Dalam forum itu semua tercenung, termasuk si Bapak narasumber yang barangkali istrinya pun sebagai pegawai tidak memberikan ASI Eksklusif.
Dari pengalaman saya sendiri, anak pertama yang lahir saat saya masih kuliah, mendapatkan ASI Eksklusif 4 bulan penuh (saat itu programnya masih 4 bln) karena masa cuti yang bisa diatur sendiri. Anak kedua bisa 6 bulan penuh, setelah itu tambahan susu formula sedikit saja sampai menyapih sendiri di usia 1 thn. Saat itu adalah masa jeda lulus kuliah hingga bekerja paruh waktu di sore hari. Jusru ketika anak ketiga lahir, dan saya sudah menjadi pegawai Dinas Kesehatan, akibat aturan cuti dan jauhnya jarak dari rumah ke tempat kerja (50 km dg kendaraan umum) maka saya harus menangis darah karena praktis anak lebih banyak mengkonsumsi susu formula.

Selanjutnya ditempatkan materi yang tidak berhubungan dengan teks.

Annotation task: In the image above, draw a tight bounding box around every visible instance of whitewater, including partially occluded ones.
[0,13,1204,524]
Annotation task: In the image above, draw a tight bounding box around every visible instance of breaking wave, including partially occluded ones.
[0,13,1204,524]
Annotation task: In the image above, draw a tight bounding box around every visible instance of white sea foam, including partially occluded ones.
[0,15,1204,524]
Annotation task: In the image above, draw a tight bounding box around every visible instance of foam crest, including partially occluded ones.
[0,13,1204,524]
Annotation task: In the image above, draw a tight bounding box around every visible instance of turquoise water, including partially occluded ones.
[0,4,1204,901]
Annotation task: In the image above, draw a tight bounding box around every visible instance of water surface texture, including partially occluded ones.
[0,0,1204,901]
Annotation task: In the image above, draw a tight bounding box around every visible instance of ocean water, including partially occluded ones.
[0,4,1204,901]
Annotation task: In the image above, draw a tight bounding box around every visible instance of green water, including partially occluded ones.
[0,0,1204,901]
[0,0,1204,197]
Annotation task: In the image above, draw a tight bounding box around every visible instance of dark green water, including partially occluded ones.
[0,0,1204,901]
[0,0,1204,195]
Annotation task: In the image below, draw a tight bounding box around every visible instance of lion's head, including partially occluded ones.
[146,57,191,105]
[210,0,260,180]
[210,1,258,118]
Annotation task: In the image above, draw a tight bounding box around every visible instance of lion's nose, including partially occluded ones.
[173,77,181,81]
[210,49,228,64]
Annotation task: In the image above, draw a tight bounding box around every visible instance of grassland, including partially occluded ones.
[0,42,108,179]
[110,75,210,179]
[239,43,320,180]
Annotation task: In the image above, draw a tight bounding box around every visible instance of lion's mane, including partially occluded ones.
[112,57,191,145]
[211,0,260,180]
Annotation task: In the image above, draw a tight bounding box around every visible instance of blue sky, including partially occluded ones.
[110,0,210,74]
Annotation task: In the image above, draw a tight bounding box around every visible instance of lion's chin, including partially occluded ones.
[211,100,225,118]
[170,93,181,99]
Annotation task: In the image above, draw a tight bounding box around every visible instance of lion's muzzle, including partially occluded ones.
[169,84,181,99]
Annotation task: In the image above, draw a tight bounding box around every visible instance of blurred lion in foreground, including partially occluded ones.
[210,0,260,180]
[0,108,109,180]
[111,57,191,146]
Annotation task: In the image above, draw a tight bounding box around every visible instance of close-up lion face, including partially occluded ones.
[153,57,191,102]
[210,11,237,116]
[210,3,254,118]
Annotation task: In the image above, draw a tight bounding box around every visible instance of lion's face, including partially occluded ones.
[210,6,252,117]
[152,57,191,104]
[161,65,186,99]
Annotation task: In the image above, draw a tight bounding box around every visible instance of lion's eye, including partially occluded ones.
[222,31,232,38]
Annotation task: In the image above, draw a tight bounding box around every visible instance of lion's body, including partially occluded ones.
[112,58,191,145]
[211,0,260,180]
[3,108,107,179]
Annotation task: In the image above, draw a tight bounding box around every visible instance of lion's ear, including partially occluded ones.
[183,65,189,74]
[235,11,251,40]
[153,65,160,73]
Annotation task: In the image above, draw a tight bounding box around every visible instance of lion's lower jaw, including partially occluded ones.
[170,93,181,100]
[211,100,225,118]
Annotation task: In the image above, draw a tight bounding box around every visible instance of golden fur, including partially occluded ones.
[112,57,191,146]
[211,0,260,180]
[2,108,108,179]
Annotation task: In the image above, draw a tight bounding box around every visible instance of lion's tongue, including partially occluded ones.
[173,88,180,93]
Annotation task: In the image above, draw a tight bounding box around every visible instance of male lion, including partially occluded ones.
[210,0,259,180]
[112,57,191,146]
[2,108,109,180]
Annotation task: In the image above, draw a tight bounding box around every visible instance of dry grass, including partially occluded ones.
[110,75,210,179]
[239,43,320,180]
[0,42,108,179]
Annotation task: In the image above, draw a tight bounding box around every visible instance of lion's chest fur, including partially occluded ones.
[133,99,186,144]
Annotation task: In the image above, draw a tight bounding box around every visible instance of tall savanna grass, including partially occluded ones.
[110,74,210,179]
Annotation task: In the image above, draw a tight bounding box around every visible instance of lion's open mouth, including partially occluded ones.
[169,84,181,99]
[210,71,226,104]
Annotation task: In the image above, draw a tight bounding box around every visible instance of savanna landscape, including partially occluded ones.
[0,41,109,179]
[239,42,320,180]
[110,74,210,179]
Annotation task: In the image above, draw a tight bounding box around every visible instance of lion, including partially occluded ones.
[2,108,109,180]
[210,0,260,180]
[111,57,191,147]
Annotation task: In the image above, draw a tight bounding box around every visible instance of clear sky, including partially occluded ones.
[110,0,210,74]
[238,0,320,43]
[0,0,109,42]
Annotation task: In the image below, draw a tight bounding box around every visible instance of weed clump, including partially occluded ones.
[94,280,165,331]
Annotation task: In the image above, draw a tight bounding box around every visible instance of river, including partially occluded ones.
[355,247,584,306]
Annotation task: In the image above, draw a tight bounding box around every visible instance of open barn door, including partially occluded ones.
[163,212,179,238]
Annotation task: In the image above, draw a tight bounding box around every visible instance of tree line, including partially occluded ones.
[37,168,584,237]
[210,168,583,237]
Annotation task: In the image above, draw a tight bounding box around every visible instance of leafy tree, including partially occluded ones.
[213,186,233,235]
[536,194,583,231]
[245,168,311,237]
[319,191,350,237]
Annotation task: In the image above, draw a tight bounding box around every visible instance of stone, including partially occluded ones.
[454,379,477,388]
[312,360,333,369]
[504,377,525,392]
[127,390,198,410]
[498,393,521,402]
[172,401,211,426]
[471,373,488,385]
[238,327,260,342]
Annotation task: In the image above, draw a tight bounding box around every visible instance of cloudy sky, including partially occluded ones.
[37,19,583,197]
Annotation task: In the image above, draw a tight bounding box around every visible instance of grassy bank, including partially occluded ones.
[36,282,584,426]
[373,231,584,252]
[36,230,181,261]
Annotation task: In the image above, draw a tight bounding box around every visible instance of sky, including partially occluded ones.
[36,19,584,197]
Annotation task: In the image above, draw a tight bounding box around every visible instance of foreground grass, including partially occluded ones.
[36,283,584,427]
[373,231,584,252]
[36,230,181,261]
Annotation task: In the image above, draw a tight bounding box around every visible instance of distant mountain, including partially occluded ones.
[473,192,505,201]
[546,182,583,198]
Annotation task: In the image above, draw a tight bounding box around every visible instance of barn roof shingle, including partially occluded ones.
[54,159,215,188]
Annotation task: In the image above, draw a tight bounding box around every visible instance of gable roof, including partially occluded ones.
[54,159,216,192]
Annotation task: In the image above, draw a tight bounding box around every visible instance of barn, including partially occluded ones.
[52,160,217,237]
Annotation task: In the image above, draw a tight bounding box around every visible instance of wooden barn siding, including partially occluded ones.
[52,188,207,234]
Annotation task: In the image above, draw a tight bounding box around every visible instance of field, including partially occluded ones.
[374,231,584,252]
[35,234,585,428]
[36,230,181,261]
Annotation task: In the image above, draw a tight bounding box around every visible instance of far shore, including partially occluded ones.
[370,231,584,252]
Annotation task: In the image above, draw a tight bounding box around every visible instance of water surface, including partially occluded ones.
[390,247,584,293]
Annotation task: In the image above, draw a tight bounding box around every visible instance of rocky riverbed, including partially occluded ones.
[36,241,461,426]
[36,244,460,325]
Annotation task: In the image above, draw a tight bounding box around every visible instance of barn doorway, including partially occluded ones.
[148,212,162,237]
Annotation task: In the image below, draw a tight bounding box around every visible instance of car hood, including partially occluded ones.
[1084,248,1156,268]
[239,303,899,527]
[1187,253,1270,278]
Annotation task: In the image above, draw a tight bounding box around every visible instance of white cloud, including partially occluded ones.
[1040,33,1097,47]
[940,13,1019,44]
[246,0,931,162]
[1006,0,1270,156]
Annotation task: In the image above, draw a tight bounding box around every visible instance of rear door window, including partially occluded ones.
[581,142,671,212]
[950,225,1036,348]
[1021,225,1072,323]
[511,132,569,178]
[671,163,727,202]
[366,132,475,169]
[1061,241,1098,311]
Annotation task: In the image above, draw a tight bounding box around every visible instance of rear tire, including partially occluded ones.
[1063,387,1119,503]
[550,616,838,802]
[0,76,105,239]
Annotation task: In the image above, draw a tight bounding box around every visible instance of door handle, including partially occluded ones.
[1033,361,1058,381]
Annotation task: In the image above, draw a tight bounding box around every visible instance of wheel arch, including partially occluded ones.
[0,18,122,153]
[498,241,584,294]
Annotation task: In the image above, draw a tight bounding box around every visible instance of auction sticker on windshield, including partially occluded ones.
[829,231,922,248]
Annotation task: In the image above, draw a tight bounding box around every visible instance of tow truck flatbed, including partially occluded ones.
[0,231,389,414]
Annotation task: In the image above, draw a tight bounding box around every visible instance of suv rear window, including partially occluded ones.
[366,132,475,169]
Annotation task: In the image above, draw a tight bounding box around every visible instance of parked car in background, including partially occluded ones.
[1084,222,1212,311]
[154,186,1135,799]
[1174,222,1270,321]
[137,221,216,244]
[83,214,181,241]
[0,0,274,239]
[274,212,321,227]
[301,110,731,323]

Memang cukup banyak tips-tips untuk ibu bekerja agar bisa memberikan ASInya meskipun bekerja, dengan ASI perah misalnya. Akan tetapi saya selalu berpikir bukan itu esensi dari proses 'MENYUSUI'. Anak tidak cukup hanya menikmati fisik Air Susu-nya saja dengan cara yang hambar dan tawar. Kedekatan emosi dan kasih sayang selama proses menyusui akan lebih berharga bagi anak. Belum lagi hak pengasuhan anak yang tentu saja berbeda apabila kita menyerahkan pada orang lain. Saya merasakan, ketika lebih banyak kebutuhan fisik misalnya merawat, memandikan, menyuapi, menggendong, masih bisa kita serahkan pada 'khadimat'. Akan tetapi ketika sudah belajar komunikasi, memahami, bertanya, dan meminta perhatian, maka sentuhan ibu sungguh tak tergantikan.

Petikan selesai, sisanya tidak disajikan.